Tip #3 – Goooooooooooooooooooooooooool! One sure way to meet the locals is to head out on a night when the local football club, Fiorentina, is playing. Florence is still an important city and their team plays at the highest level, Serie A. Locals take this stuff seriously. They’re trained from birth to cheer for Fiorentina and to have a near-violent hatred of nearby rivals. You’ll see the Florentines huddled around the television in every bar, restaurant and corner store while the game is on. Join them, and feel like you’re not just a tourist for a couple of hours. Just don’t cheer for the other team! If you want a good beer while you’re doing this, watch the game at the Archea Brewery.
Tip #4 – Watch the people. Florence is full of interesting stories, or at least interesting people about whom you can invent stories.
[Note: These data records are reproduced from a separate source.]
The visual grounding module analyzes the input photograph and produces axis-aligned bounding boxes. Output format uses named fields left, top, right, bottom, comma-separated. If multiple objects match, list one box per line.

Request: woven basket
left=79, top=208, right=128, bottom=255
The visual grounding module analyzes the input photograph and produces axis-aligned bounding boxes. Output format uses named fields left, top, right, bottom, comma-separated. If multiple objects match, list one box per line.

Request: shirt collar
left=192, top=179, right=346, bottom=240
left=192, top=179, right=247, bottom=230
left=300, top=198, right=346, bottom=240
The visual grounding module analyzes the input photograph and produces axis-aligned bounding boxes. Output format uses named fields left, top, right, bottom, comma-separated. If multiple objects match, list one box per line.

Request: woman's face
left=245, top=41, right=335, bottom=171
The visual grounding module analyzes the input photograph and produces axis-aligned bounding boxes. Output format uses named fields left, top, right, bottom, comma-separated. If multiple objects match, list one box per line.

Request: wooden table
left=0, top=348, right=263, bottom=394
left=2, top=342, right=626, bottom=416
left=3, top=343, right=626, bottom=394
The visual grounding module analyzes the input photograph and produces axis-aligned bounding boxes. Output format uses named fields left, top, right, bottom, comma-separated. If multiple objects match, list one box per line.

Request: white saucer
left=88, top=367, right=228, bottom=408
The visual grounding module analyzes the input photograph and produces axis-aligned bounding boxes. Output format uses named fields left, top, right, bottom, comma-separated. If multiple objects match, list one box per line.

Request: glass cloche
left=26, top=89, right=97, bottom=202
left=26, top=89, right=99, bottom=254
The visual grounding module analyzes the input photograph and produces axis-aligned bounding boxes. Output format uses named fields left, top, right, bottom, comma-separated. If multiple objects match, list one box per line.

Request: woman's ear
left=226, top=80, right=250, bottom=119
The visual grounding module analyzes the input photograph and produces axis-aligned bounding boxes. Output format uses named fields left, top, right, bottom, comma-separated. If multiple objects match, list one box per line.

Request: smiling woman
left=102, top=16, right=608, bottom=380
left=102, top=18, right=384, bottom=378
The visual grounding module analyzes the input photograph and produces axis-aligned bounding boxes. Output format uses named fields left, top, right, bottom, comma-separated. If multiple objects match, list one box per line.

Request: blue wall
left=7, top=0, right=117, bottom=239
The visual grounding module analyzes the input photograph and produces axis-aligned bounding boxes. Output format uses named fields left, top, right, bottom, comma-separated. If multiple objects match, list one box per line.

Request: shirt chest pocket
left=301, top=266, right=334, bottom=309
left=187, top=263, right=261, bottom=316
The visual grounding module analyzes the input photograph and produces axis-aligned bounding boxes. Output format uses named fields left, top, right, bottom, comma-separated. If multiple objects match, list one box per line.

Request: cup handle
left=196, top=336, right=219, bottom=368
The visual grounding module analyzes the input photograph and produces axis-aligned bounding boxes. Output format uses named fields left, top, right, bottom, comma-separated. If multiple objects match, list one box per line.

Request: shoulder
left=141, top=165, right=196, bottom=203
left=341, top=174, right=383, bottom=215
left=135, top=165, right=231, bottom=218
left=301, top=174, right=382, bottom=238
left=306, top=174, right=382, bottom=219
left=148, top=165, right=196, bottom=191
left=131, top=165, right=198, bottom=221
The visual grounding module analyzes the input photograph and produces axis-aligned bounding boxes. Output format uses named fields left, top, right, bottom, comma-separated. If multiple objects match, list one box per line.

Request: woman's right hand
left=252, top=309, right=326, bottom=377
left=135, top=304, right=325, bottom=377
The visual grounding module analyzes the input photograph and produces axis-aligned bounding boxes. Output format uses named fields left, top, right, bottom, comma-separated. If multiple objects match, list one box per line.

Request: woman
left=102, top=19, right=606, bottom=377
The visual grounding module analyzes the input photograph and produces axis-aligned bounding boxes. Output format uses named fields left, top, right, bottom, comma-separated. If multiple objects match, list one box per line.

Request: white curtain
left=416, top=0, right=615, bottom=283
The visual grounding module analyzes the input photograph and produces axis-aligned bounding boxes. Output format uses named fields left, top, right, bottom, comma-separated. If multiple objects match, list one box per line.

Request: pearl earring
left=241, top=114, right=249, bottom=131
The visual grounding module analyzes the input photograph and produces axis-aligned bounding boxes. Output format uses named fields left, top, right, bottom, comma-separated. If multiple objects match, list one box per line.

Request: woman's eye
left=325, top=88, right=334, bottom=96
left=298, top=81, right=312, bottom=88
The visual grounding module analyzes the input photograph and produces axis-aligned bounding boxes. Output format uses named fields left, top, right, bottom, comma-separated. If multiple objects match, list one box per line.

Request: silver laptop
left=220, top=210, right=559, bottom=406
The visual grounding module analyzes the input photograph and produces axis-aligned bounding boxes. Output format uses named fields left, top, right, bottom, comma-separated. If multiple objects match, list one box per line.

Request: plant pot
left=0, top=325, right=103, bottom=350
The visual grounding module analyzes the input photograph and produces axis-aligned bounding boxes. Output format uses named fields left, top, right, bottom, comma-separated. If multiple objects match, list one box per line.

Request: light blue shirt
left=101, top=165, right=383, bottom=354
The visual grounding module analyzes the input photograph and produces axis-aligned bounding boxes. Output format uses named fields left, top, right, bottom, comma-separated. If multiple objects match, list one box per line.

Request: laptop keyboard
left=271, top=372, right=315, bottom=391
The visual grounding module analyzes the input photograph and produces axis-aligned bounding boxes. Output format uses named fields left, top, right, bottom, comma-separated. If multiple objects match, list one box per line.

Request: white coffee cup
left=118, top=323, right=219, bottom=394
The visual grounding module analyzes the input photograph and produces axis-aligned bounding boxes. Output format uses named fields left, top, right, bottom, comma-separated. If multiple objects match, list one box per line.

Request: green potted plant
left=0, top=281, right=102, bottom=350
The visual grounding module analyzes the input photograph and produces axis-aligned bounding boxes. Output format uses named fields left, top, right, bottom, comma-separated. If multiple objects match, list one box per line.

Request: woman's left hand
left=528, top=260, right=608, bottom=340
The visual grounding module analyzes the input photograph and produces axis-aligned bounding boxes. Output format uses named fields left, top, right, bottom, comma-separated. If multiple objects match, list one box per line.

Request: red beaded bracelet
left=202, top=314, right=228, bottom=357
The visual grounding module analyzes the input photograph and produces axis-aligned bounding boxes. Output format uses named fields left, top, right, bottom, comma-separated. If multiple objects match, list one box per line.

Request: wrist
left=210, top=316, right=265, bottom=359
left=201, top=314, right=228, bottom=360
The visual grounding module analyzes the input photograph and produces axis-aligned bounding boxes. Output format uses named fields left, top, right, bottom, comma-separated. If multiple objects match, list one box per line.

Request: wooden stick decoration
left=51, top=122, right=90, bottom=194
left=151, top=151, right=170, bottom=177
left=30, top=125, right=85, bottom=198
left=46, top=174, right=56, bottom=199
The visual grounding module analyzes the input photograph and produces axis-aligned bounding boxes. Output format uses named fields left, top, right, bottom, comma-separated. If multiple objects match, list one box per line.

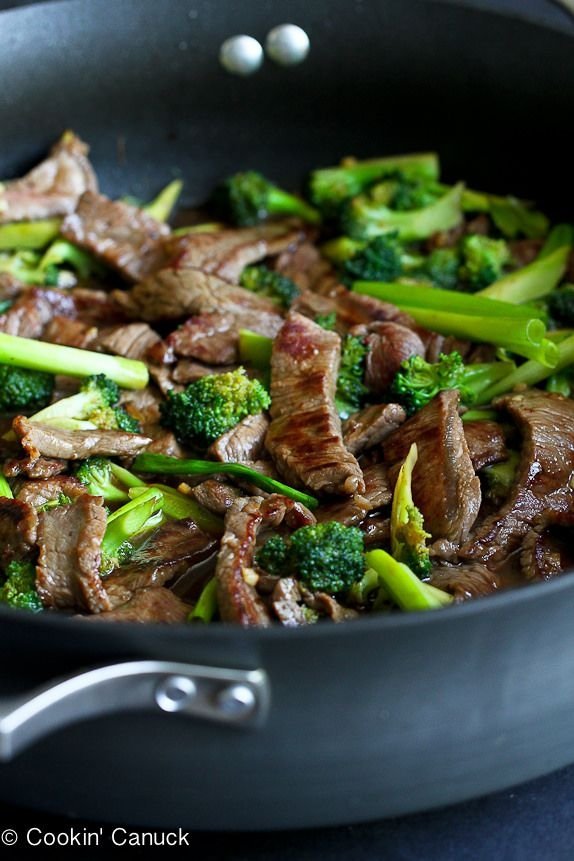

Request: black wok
left=0, top=0, right=573, bottom=830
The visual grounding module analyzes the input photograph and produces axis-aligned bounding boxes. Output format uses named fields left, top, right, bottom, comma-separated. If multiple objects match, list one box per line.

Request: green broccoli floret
left=342, top=233, right=404, bottom=283
left=0, top=365, right=54, bottom=412
left=0, top=560, right=42, bottom=612
left=391, top=352, right=507, bottom=415
left=27, top=374, right=141, bottom=432
left=255, top=535, right=289, bottom=576
left=548, top=284, right=574, bottom=326
left=461, top=234, right=512, bottom=290
left=74, top=457, right=146, bottom=503
left=240, top=264, right=300, bottom=308
left=288, top=521, right=365, bottom=593
left=424, top=247, right=461, bottom=290
left=100, top=488, right=164, bottom=575
left=391, top=443, right=431, bottom=578
left=37, top=492, right=73, bottom=512
left=160, top=367, right=271, bottom=448
left=314, top=312, right=337, bottom=331
left=213, top=171, right=320, bottom=226
left=335, top=335, right=369, bottom=419
left=386, top=177, right=441, bottom=212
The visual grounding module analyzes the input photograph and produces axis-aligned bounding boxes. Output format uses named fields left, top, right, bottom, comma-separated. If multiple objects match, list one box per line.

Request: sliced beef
left=0, top=132, right=97, bottom=223
left=208, top=413, right=269, bottom=463
left=360, top=513, right=391, bottom=546
left=266, top=312, right=365, bottom=496
left=316, top=463, right=391, bottom=527
left=3, top=456, right=67, bottom=480
left=142, top=430, right=186, bottom=459
left=188, top=480, right=242, bottom=515
left=119, top=387, right=162, bottom=426
left=429, top=563, right=500, bottom=602
left=300, top=586, right=359, bottom=622
left=293, top=287, right=415, bottom=335
left=16, top=476, right=87, bottom=508
left=460, top=392, right=574, bottom=566
left=165, top=221, right=309, bottom=283
left=61, top=191, right=169, bottom=282
left=0, top=288, right=76, bottom=338
left=274, top=241, right=332, bottom=292
left=103, top=519, right=217, bottom=608
left=271, top=577, right=312, bottom=627
left=13, top=416, right=151, bottom=461
left=36, top=495, right=110, bottom=612
left=463, top=420, right=508, bottom=472
left=83, top=586, right=189, bottom=623
left=164, top=313, right=240, bottom=365
left=97, top=322, right=161, bottom=360
left=172, top=360, right=237, bottom=385
left=0, top=273, right=23, bottom=301
left=383, top=390, right=481, bottom=545
left=343, top=403, right=406, bottom=456
left=216, top=494, right=315, bottom=626
left=353, top=321, right=425, bottom=394
left=509, top=239, right=544, bottom=268
left=43, top=316, right=98, bottom=349
left=520, top=511, right=574, bottom=581
left=69, top=287, right=128, bottom=327
left=0, top=497, right=38, bottom=566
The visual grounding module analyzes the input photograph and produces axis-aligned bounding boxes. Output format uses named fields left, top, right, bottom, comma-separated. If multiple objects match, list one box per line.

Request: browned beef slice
left=429, top=563, right=499, bottom=602
left=271, top=577, right=312, bottom=627
left=216, top=494, right=315, bottom=626
left=61, top=191, right=169, bottom=282
left=119, top=388, right=162, bottom=426
left=13, top=417, right=151, bottom=461
left=343, top=403, right=407, bottom=456
left=274, top=241, right=333, bottom=292
left=463, top=420, right=508, bottom=472
left=188, top=480, right=242, bottom=515
left=113, top=269, right=284, bottom=333
left=353, top=322, right=425, bottom=393
left=460, top=391, right=574, bottom=566
left=70, top=287, right=129, bottom=327
left=36, top=495, right=110, bottom=612
left=43, top=316, right=98, bottom=349
left=4, top=456, right=67, bottom=480
left=293, top=287, right=416, bottom=335
left=83, top=587, right=189, bottom=623
left=0, top=132, right=97, bottom=223
left=509, top=239, right=544, bottom=268
left=300, top=586, right=359, bottom=622
left=143, top=430, right=186, bottom=459
left=316, top=463, right=391, bottom=527
left=0, top=273, right=23, bottom=301
left=97, top=323, right=161, bottom=360
left=383, top=390, right=481, bottom=545
left=266, top=312, right=365, bottom=496
left=361, top=514, right=390, bottom=546
left=0, top=288, right=76, bottom=338
left=164, top=221, right=309, bottom=283
left=0, top=497, right=38, bottom=565
left=171, top=360, right=238, bottom=385
left=165, top=313, right=239, bottom=365
left=103, top=519, right=217, bottom=608
left=16, top=476, right=87, bottom=507
left=208, top=413, right=270, bottom=463
left=520, top=512, right=574, bottom=581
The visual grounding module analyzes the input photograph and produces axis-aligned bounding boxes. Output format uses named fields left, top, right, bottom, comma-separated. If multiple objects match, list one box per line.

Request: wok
left=0, top=0, right=573, bottom=831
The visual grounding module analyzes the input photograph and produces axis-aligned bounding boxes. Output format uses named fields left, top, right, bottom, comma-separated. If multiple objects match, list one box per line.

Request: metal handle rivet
left=155, top=676, right=197, bottom=712
left=219, top=35, right=264, bottom=76
left=265, top=24, right=310, bottom=66
left=216, top=684, right=256, bottom=717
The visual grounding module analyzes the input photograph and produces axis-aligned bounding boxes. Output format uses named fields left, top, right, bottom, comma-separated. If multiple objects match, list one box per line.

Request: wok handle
left=0, top=660, right=270, bottom=761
The locals are often drawn to and influenced by the art, and therefore love high end design. Clothes, hairstyles, furniture, home decorations, all of these things are beautiful here. The people are just interesting to look at, much more so than in a workaday place like Milan. Then there’s the Africans. These guys have such a crazy journey to get here, coming up from places like Senegal across the desert and the Mediterranean. It’s a harrowing journey for the chance at a better life, and without paperwork many end up hawking things. You probably won’t need anything they sell unless you’re caught out in the rain without an umbrella (they’ll sell you one at a good price), but it’s fun to watch how they have a completely different way of life and social structure to the Italians. And then, if you really must, watch the tourists. You get a lot of different types – students, art lovers, random cruise ship types, and they come from all over the world.
Tip #5 – Get out of Florence. The city isn’t situated in a barren wasteland, it’s in Tuscany. So get out and see this famously beautiful province. You can take a lot of day trips, to places like Pisa, Lucca and Siena, all of which are gorgeous and with enough interesting things that you could spend a night in any of them. Better yet, rent a car and really see the Tuscan countryside. There’s small towns like San Gimignano that are hard to get to on public transport; there’s wineries and of course the UNESCO-recognized, world-famous Tuscan villas. Every town has its own culture and cuisine, and getting to understand each will only add to your Italy traveler street cred.